Growth in microplates

In this experiment, we used two control strains: (i) a JMY7126 derivative (JMY8651; control) bearing the mhy1Δ deletion and (ii) a Q4 derivative in which MHY1 had been deleted (JMY8777; Q4). All the strains contained the same auxotrophy (Table 3). Overnight precultures in YPD were centrifuged and washed with YNB. The cell suspensions were standardized to an OD600 of 0.1. The yeast strains were grown in 96-well plates in 200 µL of minimal YNB medium containing glucose (2 g/L) and different concentrations of FAs. The media were supplemented with erythritol (5 g/L) under induction conditions and with ethanol (8 g/L) under control conditions (i.e., without any FAs). An ethanol solution of octanoic acid (C8) was added to the medium to achieve a final concentration of 0.1% to 0.2% of C8. The cultures were maintained at 28 °C under constant agitation using a Biotek Synergy MX Microplate Reader (Biotek Instruments, Colmar, France). Growth was followed by measuring the culture’s optical density at 600 nm every 30 min for 72 h.

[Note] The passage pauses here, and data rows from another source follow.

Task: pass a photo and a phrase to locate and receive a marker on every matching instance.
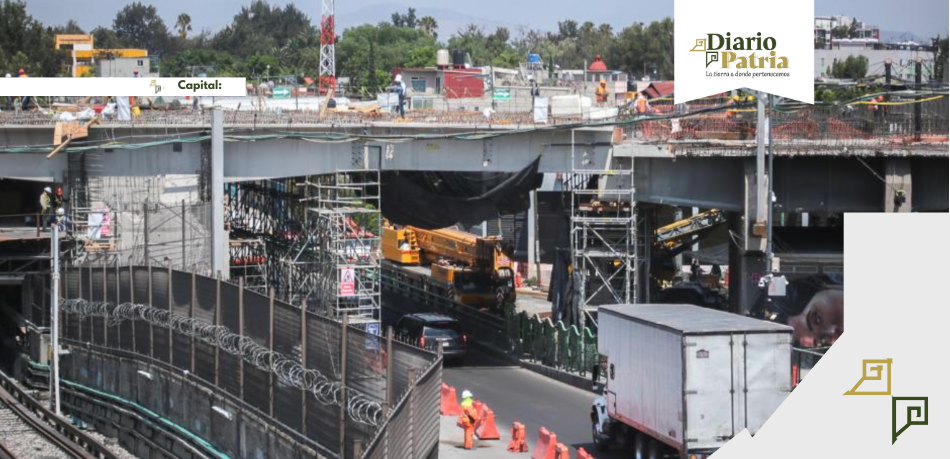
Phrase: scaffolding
(249, 260)
(346, 235)
(604, 234)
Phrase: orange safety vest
(469, 417)
(641, 105)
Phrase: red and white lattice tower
(327, 45)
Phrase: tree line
(267, 40)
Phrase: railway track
(29, 430)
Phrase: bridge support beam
(219, 236)
(898, 185)
(747, 257)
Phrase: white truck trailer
(682, 380)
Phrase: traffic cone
(449, 405)
(517, 443)
(487, 430)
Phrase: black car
(428, 330)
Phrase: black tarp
(565, 303)
(433, 200)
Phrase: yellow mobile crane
(469, 269)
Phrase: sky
(924, 18)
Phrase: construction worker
(642, 105)
(535, 91)
(602, 92)
(46, 203)
(8, 99)
(26, 99)
(469, 419)
(400, 89)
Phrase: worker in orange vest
(602, 92)
(469, 419)
(642, 105)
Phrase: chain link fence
(338, 389)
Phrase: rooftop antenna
(327, 81)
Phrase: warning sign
(347, 282)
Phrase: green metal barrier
(551, 344)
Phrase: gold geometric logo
(873, 370)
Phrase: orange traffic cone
(450, 404)
(517, 443)
(487, 430)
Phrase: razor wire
(359, 406)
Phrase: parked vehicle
(429, 330)
(682, 380)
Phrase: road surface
(516, 394)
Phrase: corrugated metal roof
(688, 319)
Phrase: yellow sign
(879, 368)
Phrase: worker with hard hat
(535, 91)
(46, 202)
(642, 105)
(8, 99)
(400, 89)
(602, 92)
(26, 99)
(469, 419)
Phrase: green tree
(261, 66)
(140, 26)
(25, 43)
(71, 27)
(368, 54)
(197, 60)
(183, 24)
(429, 25)
(852, 68)
(406, 20)
(642, 49)
(485, 49)
(260, 28)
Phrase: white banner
(139, 87)
(766, 46)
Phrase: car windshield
(442, 330)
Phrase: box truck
(682, 380)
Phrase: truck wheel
(654, 450)
(602, 444)
(640, 446)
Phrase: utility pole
(769, 253)
(54, 318)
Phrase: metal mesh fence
(231, 338)
(860, 123)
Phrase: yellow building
(87, 60)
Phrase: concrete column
(678, 260)
(219, 236)
(532, 230)
(898, 180)
(747, 262)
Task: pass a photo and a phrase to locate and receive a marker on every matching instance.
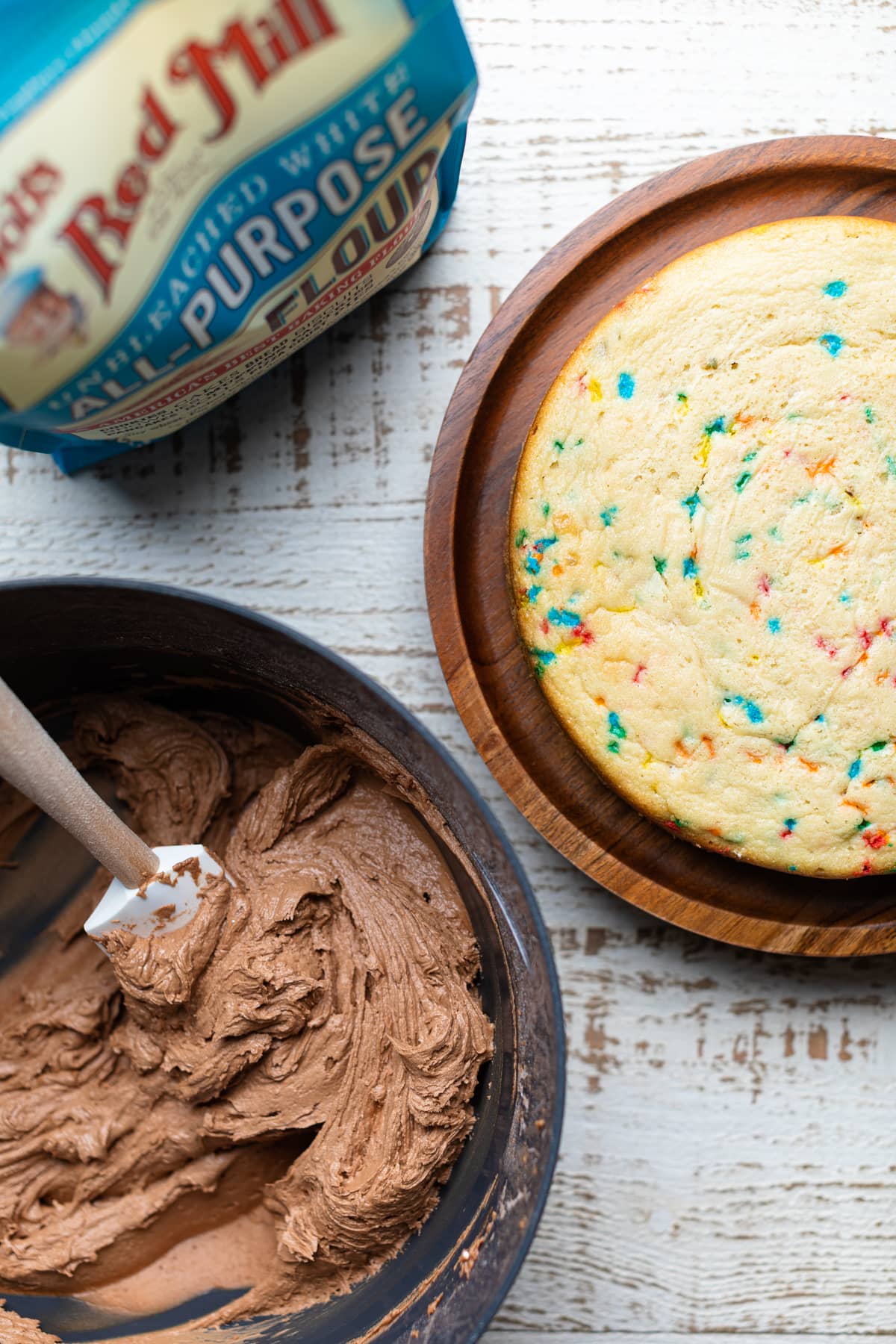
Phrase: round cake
(703, 546)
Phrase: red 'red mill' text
(100, 226)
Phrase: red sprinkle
(875, 839)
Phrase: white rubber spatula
(147, 882)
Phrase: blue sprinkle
(750, 707)
(558, 617)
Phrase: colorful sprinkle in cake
(703, 546)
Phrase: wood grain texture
(729, 1160)
(467, 541)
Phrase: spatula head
(167, 902)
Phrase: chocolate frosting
(311, 1039)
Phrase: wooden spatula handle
(33, 762)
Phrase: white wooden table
(729, 1149)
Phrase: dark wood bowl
(476, 457)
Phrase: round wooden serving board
(476, 457)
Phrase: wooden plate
(469, 495)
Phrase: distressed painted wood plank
(727, 1162)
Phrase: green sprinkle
(615, 726)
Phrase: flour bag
(190, 190)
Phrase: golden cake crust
(703, 546)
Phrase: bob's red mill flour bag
(190, 190)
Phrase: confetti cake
(703, 546)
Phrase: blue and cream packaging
(190, 190)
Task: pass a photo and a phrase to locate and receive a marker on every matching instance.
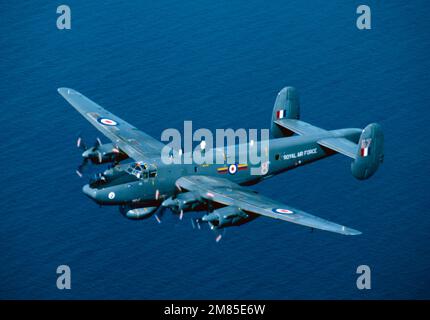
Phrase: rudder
(370, 152)
(287, 106)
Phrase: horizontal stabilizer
(341, 145)
(299, 127)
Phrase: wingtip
(66, 91)
(352, 232)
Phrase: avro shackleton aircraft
(145, 186)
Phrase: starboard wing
(137, 144)
(229, 193)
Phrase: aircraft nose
(87, 153)
(89, 192)
(209, 217)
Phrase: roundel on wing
(107, 121)
(232, 169)
(282, 211)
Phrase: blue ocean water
(219, 64)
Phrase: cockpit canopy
(142, 170)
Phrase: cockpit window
(142, 170)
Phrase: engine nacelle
(370, 152)
(104, 153)
(225, 217)
(137, 213)
(183, 201)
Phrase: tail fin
(370, 152)
(287, 106)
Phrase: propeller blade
(82, 166)
(98, 142)
(80, 143)
(99, 156)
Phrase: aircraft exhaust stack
(370, 152)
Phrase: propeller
(196, 224)
(87, 153)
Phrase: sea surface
(219, 64)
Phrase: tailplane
(287, 106)
(370, 152)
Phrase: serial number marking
(299, 154)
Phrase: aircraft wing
(137, 144)
(229, 193)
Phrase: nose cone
(89, 192)
(87, 153)
(209, 217)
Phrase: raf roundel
(232, 169)
(107, 122)
(282, 211)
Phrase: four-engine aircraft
(143, 187)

SDS–PAGE and identification of polypeptides via mass spectrometry

Samples were taken from the shake flask cultures, grown either with or without induction with erythritol. They were concentrated tenfold on an Amicon Ultracel-10 Membrane (Millipore, Molsheim, France) and subjected to SDS–PAGE, according to a standard methodology [45, 47]. The concentrated supernatants were denatured by boiling (5 min with Laemmli buffer) and then resolved using gradient SDS–PAGE Novex 4–12% in Tris–glycine buffer (Life Technologies). The molecular mass (MM) standard was SeeBlue® Plus2 Pre-Stained Standard (Thermo Fisher Scientific, Villebon sur Yvette, France), which contains standard proteins ranging from 3 to 198 kDa.

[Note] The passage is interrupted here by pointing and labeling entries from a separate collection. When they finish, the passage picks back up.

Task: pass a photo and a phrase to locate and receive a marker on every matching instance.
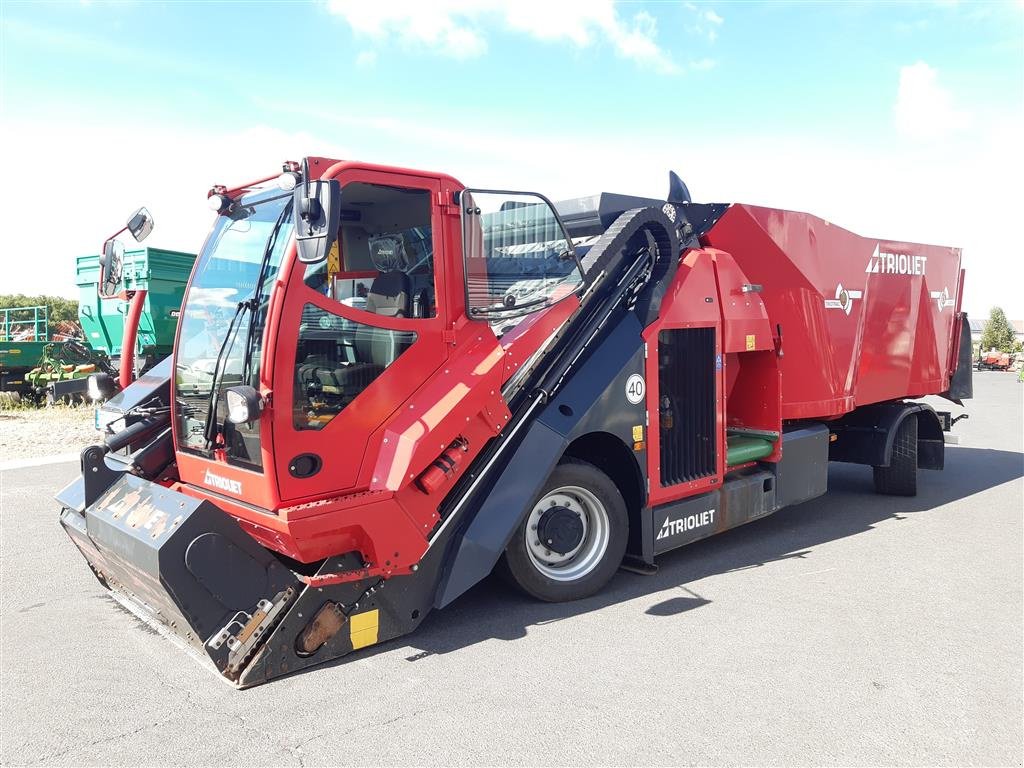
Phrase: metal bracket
(252, 627)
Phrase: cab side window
(518, 258)
(383, 260)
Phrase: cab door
(359, 333)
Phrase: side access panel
(747, 496)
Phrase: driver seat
(391, 290)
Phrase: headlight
(244, 403)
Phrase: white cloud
(115, 167)
(705, 22)
(366, 59)
(924, 109)
(458, 28)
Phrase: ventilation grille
(686, 404)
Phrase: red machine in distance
(385, 383)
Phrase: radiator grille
(686, 403)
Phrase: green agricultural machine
(36, 365)
(163, 275)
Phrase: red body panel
(850, 336)
(863, 321)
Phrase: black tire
(900, 477)
(520, 566)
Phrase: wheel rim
(582, 559)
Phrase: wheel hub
(560, 529)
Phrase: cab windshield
(222, 322)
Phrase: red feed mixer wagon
(385, 385)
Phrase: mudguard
(594, 399)
(866, 435)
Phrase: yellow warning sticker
(334, 260)
(364, 628)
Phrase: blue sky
(896, 120)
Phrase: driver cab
(382, 263)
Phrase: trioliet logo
(682, 524)
(886, 262)
(224, 483)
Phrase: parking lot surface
(854, 629)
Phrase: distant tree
(997, 333)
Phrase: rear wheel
(573, 537)
(900, 477)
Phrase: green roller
(742, 449)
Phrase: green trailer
(25, 334)
(34, 365)
(163, 274)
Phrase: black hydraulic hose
(138, 431)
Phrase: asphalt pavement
(852, 630)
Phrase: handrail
(38, 325)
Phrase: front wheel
(572, 539)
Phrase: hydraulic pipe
(128, 342)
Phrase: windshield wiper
(211, 427)
(264, 267)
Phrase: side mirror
(140, 224)
(316, 213)
(111, 265)
(244, 403)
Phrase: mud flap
(185, 564)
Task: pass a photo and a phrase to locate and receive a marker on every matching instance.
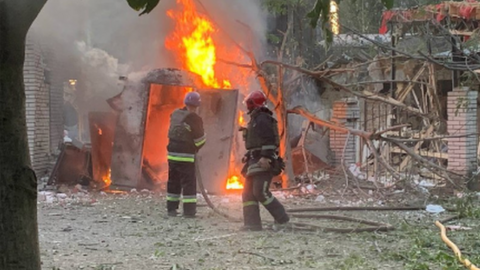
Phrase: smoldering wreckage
(127, 149)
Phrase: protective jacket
(186, 135)
(261, 139)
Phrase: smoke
(95, 41)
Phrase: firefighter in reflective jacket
(262, 163)
(186, 136)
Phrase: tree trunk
(19, 247)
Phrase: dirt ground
(131, 231)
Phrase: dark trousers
(181, 177)
(257, 190)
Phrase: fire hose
(455, 249)
(374, 226)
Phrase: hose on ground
(375, 226)
(455, 249)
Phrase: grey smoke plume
(95, 41)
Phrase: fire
(234, 183)
(193, 41)
(334, 17)
(241, 120)
(195, 48)
(107, 179)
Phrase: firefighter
(186, 136)
(261, 164)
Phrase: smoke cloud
(95, 41)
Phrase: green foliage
(146, 6)
(279, 6)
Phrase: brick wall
(462, 119)
(37, 108)
(55, 77)
(347, 113)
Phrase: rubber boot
(189, 210)
(251, 218)
(276, 209)
(172, 207)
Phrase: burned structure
(129, 145)
(420, 64)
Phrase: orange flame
(234, 183)
(241, 120)
(107, 179)
(193, 37)
(196, 50)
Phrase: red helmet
(255, 100)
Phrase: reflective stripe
(180, 154)
(181, 157)
(189, 200)
(173, 199)
(249, 203)
(268, 201)
(200, 140)
(254, 168)
(269, 147)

Bands displaying approximately the expected size were excised from the gels. They were washed twice with 30 µL of 50% acetonitrile (ACN)/50 mM ammonium bicarbonate (NH4HCO3); they were then dehydrated with 30 µL of ACN. The disulfide bonds were reduced via exposure to 100 mM dithiothreitol (DTT, Sigma) for 30 min at 56 °C. Cysteine residues were alkylated via incubation with 50 mM iodoacetamide for 45 min in darkness at room temperature. Digestion was carried out overnight at 37 °C with 10 ng of trypsin (Promega). The peptides were extracted using 30 µL of 40% ACN/0.1% trifluoroacetic acid (TFA), followed by a treatment with 30 µL of ACN. The samples were vacuum dried (SpeedVac, Savant™ SPD121D, Thermo Fisher Scientific), suspended in 20 µL of loading buffer (2% ACN/0.1% TFA), and subject to LC–MS/MS.

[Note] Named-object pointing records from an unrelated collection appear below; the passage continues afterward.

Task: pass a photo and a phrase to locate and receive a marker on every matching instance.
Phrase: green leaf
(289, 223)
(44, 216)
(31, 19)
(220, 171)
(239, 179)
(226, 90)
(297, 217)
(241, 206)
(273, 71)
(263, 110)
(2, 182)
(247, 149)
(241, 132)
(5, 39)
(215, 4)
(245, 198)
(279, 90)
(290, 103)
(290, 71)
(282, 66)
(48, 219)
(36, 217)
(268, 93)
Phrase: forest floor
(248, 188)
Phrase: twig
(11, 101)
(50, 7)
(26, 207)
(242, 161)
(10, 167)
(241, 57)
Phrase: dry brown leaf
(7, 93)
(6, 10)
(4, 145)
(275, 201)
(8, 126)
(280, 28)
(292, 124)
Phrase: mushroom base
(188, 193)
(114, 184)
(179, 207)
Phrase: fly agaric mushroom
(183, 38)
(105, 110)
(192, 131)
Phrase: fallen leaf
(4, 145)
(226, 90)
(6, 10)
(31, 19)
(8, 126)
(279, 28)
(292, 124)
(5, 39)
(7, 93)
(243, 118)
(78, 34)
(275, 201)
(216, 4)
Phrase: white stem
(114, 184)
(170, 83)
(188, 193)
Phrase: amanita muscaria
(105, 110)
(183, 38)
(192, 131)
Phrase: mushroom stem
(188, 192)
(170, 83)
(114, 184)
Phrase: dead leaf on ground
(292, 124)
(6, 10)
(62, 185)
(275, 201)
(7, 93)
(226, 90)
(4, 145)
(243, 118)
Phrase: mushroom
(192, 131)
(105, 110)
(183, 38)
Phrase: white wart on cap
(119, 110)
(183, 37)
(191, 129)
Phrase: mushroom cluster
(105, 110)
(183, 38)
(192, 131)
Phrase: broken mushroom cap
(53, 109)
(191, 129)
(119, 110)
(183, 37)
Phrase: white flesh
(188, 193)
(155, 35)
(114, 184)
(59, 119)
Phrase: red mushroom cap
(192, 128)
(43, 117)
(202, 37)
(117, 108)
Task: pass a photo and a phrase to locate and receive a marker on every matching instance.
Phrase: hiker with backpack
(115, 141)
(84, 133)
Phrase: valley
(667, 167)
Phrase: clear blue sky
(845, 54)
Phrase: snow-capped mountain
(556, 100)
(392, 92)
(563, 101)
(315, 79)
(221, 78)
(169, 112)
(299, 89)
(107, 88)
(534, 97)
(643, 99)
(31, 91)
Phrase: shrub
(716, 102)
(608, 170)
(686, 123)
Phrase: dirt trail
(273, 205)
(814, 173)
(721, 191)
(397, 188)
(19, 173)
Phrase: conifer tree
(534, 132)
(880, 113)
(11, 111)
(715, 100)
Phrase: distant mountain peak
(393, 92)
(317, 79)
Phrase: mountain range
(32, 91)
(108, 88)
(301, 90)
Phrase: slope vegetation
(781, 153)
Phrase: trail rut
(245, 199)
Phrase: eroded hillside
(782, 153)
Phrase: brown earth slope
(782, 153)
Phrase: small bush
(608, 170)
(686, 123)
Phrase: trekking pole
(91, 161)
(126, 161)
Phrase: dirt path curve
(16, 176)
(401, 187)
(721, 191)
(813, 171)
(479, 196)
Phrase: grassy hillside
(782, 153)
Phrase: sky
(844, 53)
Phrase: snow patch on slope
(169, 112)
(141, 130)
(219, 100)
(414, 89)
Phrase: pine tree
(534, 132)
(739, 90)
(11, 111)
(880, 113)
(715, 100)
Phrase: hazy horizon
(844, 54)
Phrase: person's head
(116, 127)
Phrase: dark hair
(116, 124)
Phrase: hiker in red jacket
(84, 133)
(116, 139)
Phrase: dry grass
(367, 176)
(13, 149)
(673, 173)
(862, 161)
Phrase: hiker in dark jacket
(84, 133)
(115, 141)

Mass spectrometry was performed at the PAPPSO platform (MICALIS, INRAE, Jouy-en-Josas, France; using an Orbitrap Discovery (Thermo Fisher Scientific) coupled to an UltiMate™ 3000 RSLCnano System (Thermo Fisher Scientific, San José, USA). A 4-μL treated sample was loaded at 20 μL/min on a precolumn (µ-Precolumn, 300 µm i.d × 5 mm, C18 PepMap100, 5 µm, 100 Å, Thermo Fisher Scientific). After 3 min, the precolumn cartridge was connected to the separating column Acclaim PepMap RSLC nanoViper (C18 particle size = 3 µm, 500 mm in length, 75 µm i.d., Thermo Fisher Scientific). The loading buffer was 2% ACN/0.1% TFA; resolution buffer A was 0.1% AF/98% H2O; and resolution buffer B was 0.1% AF/80% ACN. The runs were executed at 300 nl/min with a linear gradient from 0 to 35% of buffer B for 25 min, including regeneration (98% of buffer B). One run took 54 min. Data-dependent acquisition in Top 8 was achieved with CID collision mode.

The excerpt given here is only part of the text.